TechDAS Air Force V Turntable
Reason to celebrate: at £12,500, TechDAS's latest turntable – the Air Force V – costs one-tenth the price of the current Air Force One [HFN Jun '13]. Re-read that sentence. It means that the glory of owning one of the true upper-echelon turntables has been reduced by 90%. And you still get 90% of the performance.
This series of record decks has upped the ante for high-end turntables, offering air suspension, vacuum LP hold-down and an air-bearing with construction that recalls their spiritual ancestors: the classic Micro-Seikis of the 1970s and 1980s. With rapid dispatch, designer Hideaki Nishikawa, who created those legendary Micro-Seikis, has devised a full range of four models (there is no Air Force IV due to the Far Eastern notion that the number 4 is an ill omen) plus the high-end statement Air Force Zero due next year. With the Air Force V, however, the technology is now within the reach of exponentially more vinyl users.
Less Is More
For TechDAS ascending model numbers mean lower-prices, so following the Air Force III [HFN Sept '16] the visually-similar Air Force V exhibits only one obvious economic consideration at a glance – an in-board motor. But that doesn't account for a price nearly £17,000 lower. To get to the bottom of this seemingly inexplicable vinyl voodoo, I went straight to the source and Nishikawa-san kindly supplied this succinct clarification:
'The biggest difference is that the motor is in a separate unit in the Air Force III, whereas it is incorporated into the main chassis of the Air Force V. The main chassis is made of solid aluminium in the III and of machined aluminium plates assembled together in the V. Also, the III has a solid massive platter versus main and sub-platters in the V.'
To the price of £12,500 without tonearm, one can add a record clamp and up to three additional armboards.
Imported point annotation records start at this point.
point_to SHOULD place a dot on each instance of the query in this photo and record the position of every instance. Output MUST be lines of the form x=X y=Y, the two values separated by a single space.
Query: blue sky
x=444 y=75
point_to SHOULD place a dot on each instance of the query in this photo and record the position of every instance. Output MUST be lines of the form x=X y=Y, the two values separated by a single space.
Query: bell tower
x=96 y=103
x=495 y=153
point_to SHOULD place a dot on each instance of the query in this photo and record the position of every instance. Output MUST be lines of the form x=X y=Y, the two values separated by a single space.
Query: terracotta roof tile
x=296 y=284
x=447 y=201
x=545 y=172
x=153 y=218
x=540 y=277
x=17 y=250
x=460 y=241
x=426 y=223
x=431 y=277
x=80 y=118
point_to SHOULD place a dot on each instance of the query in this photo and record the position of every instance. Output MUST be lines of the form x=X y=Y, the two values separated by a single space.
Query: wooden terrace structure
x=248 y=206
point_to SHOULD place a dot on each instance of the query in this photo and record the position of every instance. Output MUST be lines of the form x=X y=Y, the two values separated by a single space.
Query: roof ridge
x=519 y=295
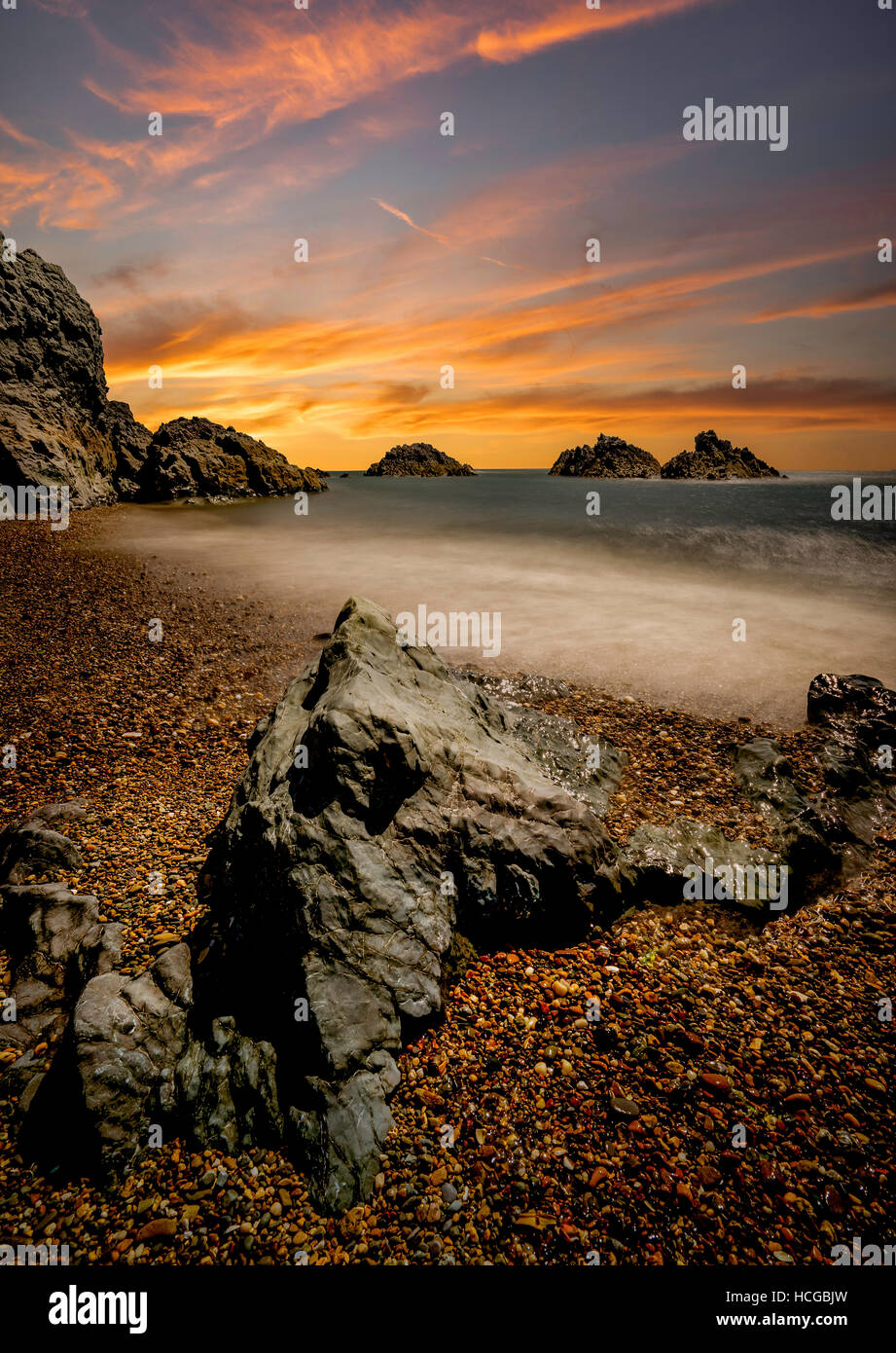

You might wonder why anyone would want four tonearms, but as a reviewer, I can only dream of the freedom it affords, especially for assessing arms or cartridges. Like the Air Force III, the V has a pillar at each corner that accepts the armboards that can be cut for any tonearm between 9in and 12in. Our review sample was fitted with the Graham Phantom, but I have also used the deck with the SAT and assorted SMEs.
As Nishikawa-san described above, there are material differences, and the Air Force V is less 'glamorous' than the III Premium, which is finished in gloss black. Unlike the stylised, curvaceous Air Force One, the Two [HFN May '15], III and V enjoy what is best described as the 'laboratory look' familiar to owners of Audio Research, Manley and EMT equipment: functional rather than fashionable. It emphatically states that this is a no-nonsense deck, a fact reiterated by its 30-page manual.
Set-up is not difficult, and the manual is comprehensive, but it does demand a sequence of procedures in order to avoid damage to the multi-part platter or the air pump/vacuum, which is housed in a separate, 350x175x270mm (whd) enclosure. TechDAS supplies all the necessary tools and hoses, including 'T'-shaped handles that facilitate the lifting of the 6.7kg anodised platter – essential as the fixed plate over which the air flows is made of smooth, polished glass.
Unlike the much larger One and Two, the V is remarkably compact, regardless of the number of arms deployed, with a near-square footprint of only 312x368mm. Obviously, one needs space around it to accommodate the tonearms that extend over the sides, so this won't quite fit into a 400mm-wide gap, but this remains a compact record deck like the III, which has a motor sitting separately to its side.
Like the III, the V has a control panel at the front that contains buttons for speed selection of 33.33 and 45rpm, plus 'stop', alongside a digital display that shows the precise speed and when it is locked. The pump also includes an auto shut-off facility after one hour, so you can leave the unit in standby unless you're going away for extended periods.
This Sucks!
Once you've experienced the benefits imparted by vacuum hold-down, it's hard to return to decks using a mere record clamp. The security, the flattening of mild warps – it's all good. With all LPs, including superior, heavy-duty pressings, the V mates them securely with the platter.